I have an initial nested list (list of lists) of vectors of integers with NA values randomly replacing some integers. Within a nested list, if one vector contains all NA values, it needs to be broken up into two lists (or more, if more than one vector in the nested list contains all NA s). I ultimately need a vector of values that sums the length nested lists minus 1, ie sum(lengths(list[[i]]-1 , where i is the list of vectors in the nested list, and removes any values less than or equal to 0.

So far I have been able to do this, but realized that if a list is 'artificially' broken into 2+ lists, I only need to subtract one from the first position of the nested list. Furthermore, if the first position of the nested list is NA , the subsequent lists in the nested list do not need to be subtracted by 1.

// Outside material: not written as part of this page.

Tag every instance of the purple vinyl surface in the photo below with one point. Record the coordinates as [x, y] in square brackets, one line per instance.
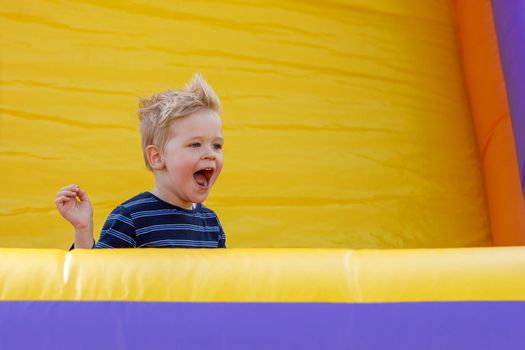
[509, 18]
[165, 325]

Below is some sample code that provides examples of the full nested list, the nested list with NA values randomly assigned, and the final desired vector of sums for the example lists.

#Full List
L.full<-list(list(1,3,c(0,2,0),c(0,0)),list(1,6,c(0,3,2,0,1,0),c(0,0,0,1,0,0),1,2,c(0,1),2,c(0,0)),
             list(1,0),list(1,0),list(1,4,c(2,0,0,0),c(4,1),c(1,0,0,0,0),0),list(1,0))
#Nested list with "random" NAs
L.miss<-list(list(1,3,c(0,NA,0),c(0,0)),list(1,6,c(0,3,NA,0,NA,0),c(0,NA,0,1,0,0),1,NA,c(0,1),2,c(0,0)),
             list(1,NA),list(1,0),list(1,NA,c(NA,0,0,0),c(NA,NA),c(1,0,0,NA,0),0),list(1,0))
#Desired final output
L.want<-c(5,11,5,1,3,5,1)

The below code may be a bit inelegant but almost gets me where I need to be; it outputs the final vector as [5,11,4,1,2,4,1] , not the desired [5,11,5,1,3,5,1] . How can I have the code subtract one from just the first element in the list, if it is present?

#Break apart 
test<-lapply(lapply(seq_along(L.miss), function(nm) {split(L.miss[[nm]], cumsum(sapply(L.miss[[nm]], function(x) all(is.na(x)))))}), function(lstA) lapply(lstA,function(x) Filter(function(y) !all(is.na(y)), x)))
#Bring the nested list up a level
test2<-unlist(test,recursive=FALSE)
#Remove NA values
test3<-rapply(test2,function(x) x[!is.na(x)], how="replace") #remove NAs
#Sum nested lists
test4<-integer()
for (i in 1:length(test3)){
  test4[i]<-sum(lengths(test3[[i]]))-1
} 
test5<-test4[test4>0] #remove values <=0

Thank you - if this question is too specific for this forum, please let me know and I will remove it.

Answer 1

I think I solved it - it was much simpler to delete the first position in the initial L.miss nested list then ignore the whole "minus 1" altogether:

#Delete first instance
l<-L.miss
for (i in 1:length(l)){
  l[[i]][[1]]<-NULL
}

#Same code as above but for loop sums without -1
test<-lapply(lapply(seq_along(l), function(nm) {split(l[[nm]], cumsum(sapply(l[[nm]], function(x) all(is.na(x)))))}), function(lstA) lapply(lstA,function(x) Filter(function(y) !all(is.na(y)), x)))
test2<-unlist(test,recursive=FALSE)
test3<-rapply(test2,function(x) x[!is.na(x)], how="replace") #remove NAs
test4<-integer()
for (i in 1:length(test3)){
  test4[i]<-sum(lengths(test3[[i]]))
} 
test5<-test4[test4>0] #remove values <=0

#result
#> test5
#[1]  5 11  5  1  3  5  1